Cuando llegaron adonde estaban los otros discípulos, los encontraron rodeados de una gran multitud. Algunos escribas discutían con ellos.
En cuanto la gente vio a Jesús, se quedó asombrada y corrió a saludarlo.
Jesús les preguntó: «¿Qué es lo que discuten con ellos?»
De entre la multitud, uno le respondió: «Maestro, te he traído a mi hijo. Tiene un espíritu que lo ha dejado mudo.
Cada vez que se posesiona de él, lo sacude; entonces mi hijo echa espuma por la boca, rechina los dientes, y se queda rígido. Les pedí a tus discípulos que expulsaran a ese espíritu, pero no pudieron.»
Jesús dijo: «¡Ay, gente incrédula! ¿Hasta cuándo tendré que estar con ustedes? ¿Hasta cuándo tendré que soportarlos? ¡Tráiganme al muchacho!»
Cuando se lo llevaron, tan pronto como el espíritu vio a Jesús, sacudió al muchacho con violencia, y este cayó al suelo revolcándose y echando espuma por la boca.

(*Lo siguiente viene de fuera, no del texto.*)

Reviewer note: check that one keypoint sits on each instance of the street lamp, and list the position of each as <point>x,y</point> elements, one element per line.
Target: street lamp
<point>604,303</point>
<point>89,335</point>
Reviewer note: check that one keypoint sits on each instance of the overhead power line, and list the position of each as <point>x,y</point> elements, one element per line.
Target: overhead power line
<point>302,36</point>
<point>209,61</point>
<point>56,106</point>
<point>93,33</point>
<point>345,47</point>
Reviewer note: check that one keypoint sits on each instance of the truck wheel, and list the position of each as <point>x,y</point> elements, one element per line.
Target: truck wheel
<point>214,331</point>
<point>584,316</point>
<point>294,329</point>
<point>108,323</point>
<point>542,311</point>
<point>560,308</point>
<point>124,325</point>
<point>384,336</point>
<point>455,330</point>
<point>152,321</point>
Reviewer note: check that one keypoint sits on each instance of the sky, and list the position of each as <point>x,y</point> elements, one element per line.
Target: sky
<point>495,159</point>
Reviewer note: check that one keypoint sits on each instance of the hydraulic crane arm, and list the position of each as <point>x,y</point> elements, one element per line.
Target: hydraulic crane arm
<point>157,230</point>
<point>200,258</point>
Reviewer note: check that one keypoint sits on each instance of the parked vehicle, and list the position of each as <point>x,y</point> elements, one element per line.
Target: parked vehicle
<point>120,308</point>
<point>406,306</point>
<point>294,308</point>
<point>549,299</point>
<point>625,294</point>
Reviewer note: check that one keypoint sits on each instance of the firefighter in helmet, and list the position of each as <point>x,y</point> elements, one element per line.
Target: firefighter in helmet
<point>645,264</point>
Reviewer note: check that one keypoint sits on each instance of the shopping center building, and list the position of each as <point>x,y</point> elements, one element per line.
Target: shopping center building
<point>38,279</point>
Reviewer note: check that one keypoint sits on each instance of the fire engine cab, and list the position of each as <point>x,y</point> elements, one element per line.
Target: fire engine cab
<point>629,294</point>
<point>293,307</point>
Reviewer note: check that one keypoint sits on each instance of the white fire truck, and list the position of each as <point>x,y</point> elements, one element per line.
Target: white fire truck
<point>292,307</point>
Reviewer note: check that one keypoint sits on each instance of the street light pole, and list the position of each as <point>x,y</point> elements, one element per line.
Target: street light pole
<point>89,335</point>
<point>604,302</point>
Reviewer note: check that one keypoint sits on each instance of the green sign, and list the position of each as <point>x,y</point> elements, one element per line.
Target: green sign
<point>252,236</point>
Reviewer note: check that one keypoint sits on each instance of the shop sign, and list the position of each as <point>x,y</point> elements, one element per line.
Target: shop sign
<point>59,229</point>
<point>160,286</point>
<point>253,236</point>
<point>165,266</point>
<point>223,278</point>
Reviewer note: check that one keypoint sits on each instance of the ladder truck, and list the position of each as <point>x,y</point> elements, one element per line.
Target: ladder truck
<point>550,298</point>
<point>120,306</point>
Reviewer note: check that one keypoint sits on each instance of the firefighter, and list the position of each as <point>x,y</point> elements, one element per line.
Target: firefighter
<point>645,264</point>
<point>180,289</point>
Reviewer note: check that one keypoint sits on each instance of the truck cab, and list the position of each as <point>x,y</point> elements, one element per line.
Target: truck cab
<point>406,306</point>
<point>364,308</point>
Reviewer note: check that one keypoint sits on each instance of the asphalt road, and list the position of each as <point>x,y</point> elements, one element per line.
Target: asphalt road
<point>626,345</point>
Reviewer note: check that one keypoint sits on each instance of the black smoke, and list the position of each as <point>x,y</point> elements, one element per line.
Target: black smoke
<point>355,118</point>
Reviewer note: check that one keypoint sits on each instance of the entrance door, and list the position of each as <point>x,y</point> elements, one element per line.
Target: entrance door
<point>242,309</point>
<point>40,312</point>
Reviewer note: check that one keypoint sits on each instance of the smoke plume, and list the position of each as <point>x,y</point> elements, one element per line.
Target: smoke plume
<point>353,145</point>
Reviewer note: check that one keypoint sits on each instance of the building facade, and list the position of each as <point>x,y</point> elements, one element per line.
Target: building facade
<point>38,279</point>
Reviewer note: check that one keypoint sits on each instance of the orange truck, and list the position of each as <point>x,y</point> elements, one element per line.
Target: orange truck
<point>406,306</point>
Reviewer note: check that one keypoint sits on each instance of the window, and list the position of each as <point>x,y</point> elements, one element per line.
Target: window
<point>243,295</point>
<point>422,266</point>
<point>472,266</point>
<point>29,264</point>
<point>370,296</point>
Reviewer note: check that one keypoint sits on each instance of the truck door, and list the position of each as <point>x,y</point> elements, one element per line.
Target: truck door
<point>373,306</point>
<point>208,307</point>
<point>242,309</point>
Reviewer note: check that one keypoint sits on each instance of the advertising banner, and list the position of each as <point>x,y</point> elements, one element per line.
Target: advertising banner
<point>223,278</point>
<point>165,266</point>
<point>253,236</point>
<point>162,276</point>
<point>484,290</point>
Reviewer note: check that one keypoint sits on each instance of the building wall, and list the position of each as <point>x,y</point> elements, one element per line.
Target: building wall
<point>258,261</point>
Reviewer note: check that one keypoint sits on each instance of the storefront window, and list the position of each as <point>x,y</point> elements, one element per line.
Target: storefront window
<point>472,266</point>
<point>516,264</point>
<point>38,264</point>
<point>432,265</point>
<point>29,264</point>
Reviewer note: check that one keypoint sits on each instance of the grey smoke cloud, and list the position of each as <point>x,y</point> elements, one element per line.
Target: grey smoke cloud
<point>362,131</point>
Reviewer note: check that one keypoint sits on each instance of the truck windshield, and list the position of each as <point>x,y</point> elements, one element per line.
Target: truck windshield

Jesús le preguntó al padre: «¿Desde cuándo le sucede esto?» Y el padre respondió: «Desde que era niño.
Muchas veces lo arroja al fuego, o al agua, con la intención de matarlo. Si puedes hacer algo, ¡ten compasión de nosotros y ayúdanos!»
Jesús le dijo: «¿Cómo que “si puedes”? Para quien cree, todo es posible.»
Al instante, el padre del muchacho exclamó: «¡Creo! ¡Ayúdame en mi incredulidad!»
Cuando Jesús vio que la multitud se agolpaba, reprendió al espíritu impuro y le dijo: «Espíritu sordo y mudo, ¡yo te ordeno que salgas de este muchacho, y que nunca vuelvas a entrar en él!»
El espíritu salió gritando y sacudiendo con violencia al muchacho, el cual se quedó como muerto. En efecto, muchos decían: «Está muerto.»
Pero Jesús lo tomó de la mano, lo enderezó, y el muchacho se puso de pie.
Cuando Jesús entró en la casa, sus discípulos le preguntaron a solas: «¿Por qué nosotros no pudimos expulsarlo?»